Wenn man etwas entwerten, lächerlich machen oder gleich ganz in den Boden rammen möchte, dann muss man nur „sogenannt“ davor setzen. Damit ist das entscheidende Signal gesendet: Das, was dir etwas wert ist, löst bei mir nur Hohn und Verachtung aus.

„Bitte fahren Sie ihr sogenanntes Auto von meiner Garageneinfahrt weg.“ - Das klingt allemal vernichtender, als wenn man seinen Ärger zeigen und etwa „Karre“ sagen würde.

Das Wort „sogenannt“ eignet sich auch für übelste Attacken, die völlig unerwartet aus dem Hinterhalt kommen: „Sie sind herzlich eingeladen und ihre sogenannte Gattin natürlich auch.“ Eine solche - sogenannte - „Einladung“ wäre nichts anderes als der Eingang zur Hölle quälender Zweifel und Grübeleien. Was stimmt nicht mit der Gemahlin?

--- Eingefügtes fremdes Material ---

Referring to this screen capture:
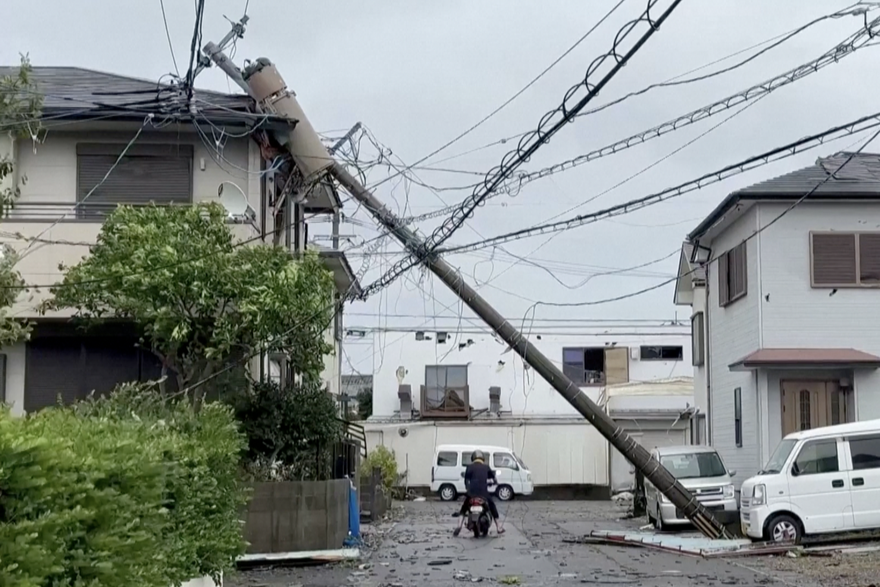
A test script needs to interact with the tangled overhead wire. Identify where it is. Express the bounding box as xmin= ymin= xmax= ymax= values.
xmin=363 ymin=0 xmax=681 ymax=297
xmin=401 ymin=6 xmax=880 ymax=230
xmin=437 ymin=112 xmax=880 ymax=253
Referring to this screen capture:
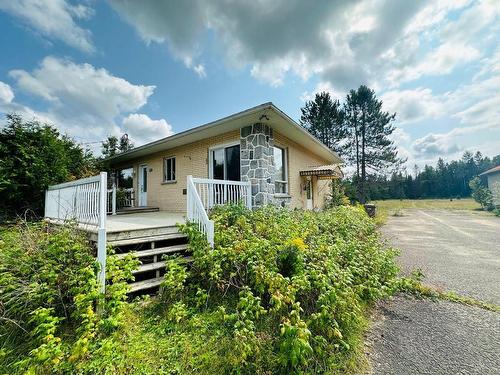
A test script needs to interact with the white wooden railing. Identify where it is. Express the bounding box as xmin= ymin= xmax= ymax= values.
xmin=45 ymin=172 xmax=108 ymax=293
xmin=193 ymin=178 xmax=252 ymax=211
xmin=187 ymin=176 xmax=252 ymax=247
xmin=108 ymin=188 xmax=134 ymax=214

Àpropos peinliche Zweideutigkeiten: Dominique Strauss-Kahn liebte gewisse Partys mit Teilnehmerinnen, die für ihre Anwesenheit und sonstiges bezahlt wurden. Er behauptete, er habe gemeint, dass es sich dabei um Sekretärinnen gehandelt habe. Hätte er von „sogenannten Sekretärinnen“ gesprochen, hätte er wenigstens die Lacher auf seiner Seite gehabt.

„Sogenannt“ signalisiert, dass ein Begriff benutzt wird, der der Sache überhaupt nicht angemessen ist. „Was soll diese sogenannte Reparatur kosten?“ - Da weiss der Handwerker, wie hoch seine Dienstleistung geschätzt wird. Durch „sogenannt“ besitzt die Sprache ein unerschöpfliches Ironiepotential, sie wird zur Ironiebombe. Damit kann man alles und jedes in ein bizarres Licht tauchen beziehungsweise in den Orkus jagen: „Könnten Sie mir bitte verraten, wo ich Ihre sogenannte Doktorarbeit finde?“

Kommt man von einem „sogenannten Erlebnisurlaub“ nach Hause, dann hatte man kaum einen Urlaub, dafür umso mehr schlechte Erlebnisse. Und wenn man von gewissen Leuten auf keinen Fall eingeladen werden will, muss man nur sagen: „Könnten Sie mir nicht einmal ihre sogenannte Wohnung zeigen?“

Aber Vorsicht! Es ist davon abzuraten, einen Hundebesitzer aufzufordern, seinen „sogenannten Hund“ an die Leine zu nehmen. Kassiert man dafür einen Hundebiss, kann das Herrchen von einem „sogenannten Biss“ reden, denn ein „sogenannter Hund“ beisst nicht. Der Biss wäre pure Einbildung.

Nachtrag: Inzwischen hat mich Prof. Bernt Spiegel darauf aufmerksam gemacht, dass das Wort "sogenannt" in einem ganz sachlichen Sinn ohne jede abwertende Bedeutung gebraucht wird, nämlich bei Instruktionen oder der Lehre speziell im technischen Bereich. Da heisst es dann: "Dieses ist das sogenannte X-Teil." Das Wort "sogenannt" markiert dann die Tatsache, dass man sich einen bestimmten Begriff einprägen soll.